I don't care how good it is. If he doesn't have the power of a Disney (or other huge entertainment company) behind him he will get nowhere. Trust me. Its delusional. Its a fantasy that will never be.

Sorry to burst the bubble. It ain't gonna happen.
I've seen it over and over and over again.

I've seen and heard amazing talent. Got nowhere.

Now if he is 16 years old, has a close relative who is already a well known name and has big bucks, maybe, and that is a very small maybe, he may get somewhere.

Where are all the top 10 winners of American Idol? Singing in lounges for tips wondering what happened? I know.

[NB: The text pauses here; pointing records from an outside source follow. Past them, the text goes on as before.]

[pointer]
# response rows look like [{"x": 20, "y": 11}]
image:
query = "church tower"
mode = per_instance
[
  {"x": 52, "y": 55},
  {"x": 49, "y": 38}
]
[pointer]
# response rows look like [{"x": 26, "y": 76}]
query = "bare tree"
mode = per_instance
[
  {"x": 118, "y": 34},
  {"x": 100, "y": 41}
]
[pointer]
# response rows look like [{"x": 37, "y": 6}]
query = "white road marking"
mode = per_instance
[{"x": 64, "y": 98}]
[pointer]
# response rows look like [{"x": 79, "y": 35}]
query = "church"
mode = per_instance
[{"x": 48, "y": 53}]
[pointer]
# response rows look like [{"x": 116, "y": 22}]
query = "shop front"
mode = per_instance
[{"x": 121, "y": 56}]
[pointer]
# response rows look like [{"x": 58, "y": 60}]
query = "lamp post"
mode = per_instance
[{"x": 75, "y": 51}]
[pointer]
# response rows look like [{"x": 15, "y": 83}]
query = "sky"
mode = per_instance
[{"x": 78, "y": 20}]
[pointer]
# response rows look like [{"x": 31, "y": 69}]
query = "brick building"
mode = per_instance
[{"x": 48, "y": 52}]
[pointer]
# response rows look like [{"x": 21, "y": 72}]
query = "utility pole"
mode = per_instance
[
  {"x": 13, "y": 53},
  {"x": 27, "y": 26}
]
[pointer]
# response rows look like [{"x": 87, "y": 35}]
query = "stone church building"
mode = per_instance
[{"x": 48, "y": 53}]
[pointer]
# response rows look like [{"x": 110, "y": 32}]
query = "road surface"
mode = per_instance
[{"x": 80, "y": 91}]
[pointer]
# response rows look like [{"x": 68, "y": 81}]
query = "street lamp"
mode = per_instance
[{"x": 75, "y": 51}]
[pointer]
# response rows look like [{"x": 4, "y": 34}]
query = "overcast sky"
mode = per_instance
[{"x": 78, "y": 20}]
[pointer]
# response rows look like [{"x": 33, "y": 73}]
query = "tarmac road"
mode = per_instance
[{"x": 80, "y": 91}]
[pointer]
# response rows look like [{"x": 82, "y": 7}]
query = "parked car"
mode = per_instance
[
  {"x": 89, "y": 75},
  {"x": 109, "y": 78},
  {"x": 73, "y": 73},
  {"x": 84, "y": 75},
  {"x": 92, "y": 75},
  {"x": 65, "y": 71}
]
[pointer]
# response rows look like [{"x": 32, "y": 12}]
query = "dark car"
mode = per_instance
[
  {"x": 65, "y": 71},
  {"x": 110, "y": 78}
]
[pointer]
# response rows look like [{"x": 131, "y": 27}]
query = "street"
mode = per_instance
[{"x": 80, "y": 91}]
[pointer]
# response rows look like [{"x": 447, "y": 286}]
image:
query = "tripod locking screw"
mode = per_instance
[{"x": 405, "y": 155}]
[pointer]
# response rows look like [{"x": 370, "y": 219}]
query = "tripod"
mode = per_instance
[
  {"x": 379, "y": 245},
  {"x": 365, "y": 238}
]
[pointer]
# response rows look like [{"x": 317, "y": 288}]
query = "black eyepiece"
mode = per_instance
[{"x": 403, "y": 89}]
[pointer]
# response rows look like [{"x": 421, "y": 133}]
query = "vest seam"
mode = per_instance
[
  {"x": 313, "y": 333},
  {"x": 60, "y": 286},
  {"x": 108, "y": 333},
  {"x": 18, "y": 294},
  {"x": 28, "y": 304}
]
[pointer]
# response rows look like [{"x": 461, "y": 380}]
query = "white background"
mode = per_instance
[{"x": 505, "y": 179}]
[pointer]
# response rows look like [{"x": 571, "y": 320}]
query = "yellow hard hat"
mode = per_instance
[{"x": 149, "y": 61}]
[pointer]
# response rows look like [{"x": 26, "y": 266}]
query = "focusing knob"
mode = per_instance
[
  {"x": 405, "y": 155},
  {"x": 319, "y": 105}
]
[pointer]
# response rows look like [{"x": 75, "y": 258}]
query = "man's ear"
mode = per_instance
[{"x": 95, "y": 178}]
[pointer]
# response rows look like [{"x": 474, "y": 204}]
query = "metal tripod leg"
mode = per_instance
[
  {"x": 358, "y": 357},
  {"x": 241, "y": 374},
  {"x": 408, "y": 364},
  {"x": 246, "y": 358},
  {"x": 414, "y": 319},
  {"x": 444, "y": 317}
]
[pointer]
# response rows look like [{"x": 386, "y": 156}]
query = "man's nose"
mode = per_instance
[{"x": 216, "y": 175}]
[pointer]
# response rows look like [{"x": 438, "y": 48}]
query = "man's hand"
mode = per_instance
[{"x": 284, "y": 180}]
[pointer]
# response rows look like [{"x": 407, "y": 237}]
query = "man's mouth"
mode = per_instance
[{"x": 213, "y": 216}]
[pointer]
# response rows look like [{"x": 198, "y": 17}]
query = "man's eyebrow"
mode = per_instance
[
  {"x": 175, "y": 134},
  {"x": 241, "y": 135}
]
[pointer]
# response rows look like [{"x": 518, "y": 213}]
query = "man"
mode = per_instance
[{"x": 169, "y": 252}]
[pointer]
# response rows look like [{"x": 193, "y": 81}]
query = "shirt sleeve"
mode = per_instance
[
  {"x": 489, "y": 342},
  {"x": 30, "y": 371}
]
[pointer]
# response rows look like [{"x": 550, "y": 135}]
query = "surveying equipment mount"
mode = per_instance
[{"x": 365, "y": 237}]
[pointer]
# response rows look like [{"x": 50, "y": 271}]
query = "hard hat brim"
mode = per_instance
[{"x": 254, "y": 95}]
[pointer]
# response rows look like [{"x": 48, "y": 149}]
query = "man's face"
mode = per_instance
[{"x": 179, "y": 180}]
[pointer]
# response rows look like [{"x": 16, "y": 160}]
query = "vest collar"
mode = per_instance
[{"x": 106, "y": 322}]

I met with Randy Jackson for a music deal. He loved the work. He wanted to do it. Know what happened? Nothing. The bucks weren't there. You know how often that happens? constantly.

If your husband is really really good, I feel really really bad for him. He ain't gonna "make it".

And in the process, you'll get divorced.


----------



## optimalprimus (Feb 4, 2015)

i think you would be righr to insist He focuses on providing security for his family, not pursuing his dreams plural. 

No album right now, and no quitting the job until the business is making good money consistently.

Has he been responsible with the family money before?


----------



## Holland (Aug 20, 2012)

Sort of sounds like you are being financially abused. What he earns is shared money, not just his and if he is going off at you even if you are buying secondhand things then you have a problem. 

As for the music thing youtube is free and it is where many up and coming musicians are now making their break. If he is any good at what he does then he can make it regardless of the finished product being polished or not. 

Sounds like a slow moving train wreck in the making.


----------



## sockie (Apr 20, 2015)

Don't do it! I was in the same position as you, genders reversed. 

Wife was a spender. Plug it up now or it gets worse.


----------



## Jeffyboy (Apr 7, 2015)

Tell him when the business makes X amount consistently, he can do it. Priorities and long term gratification!


----------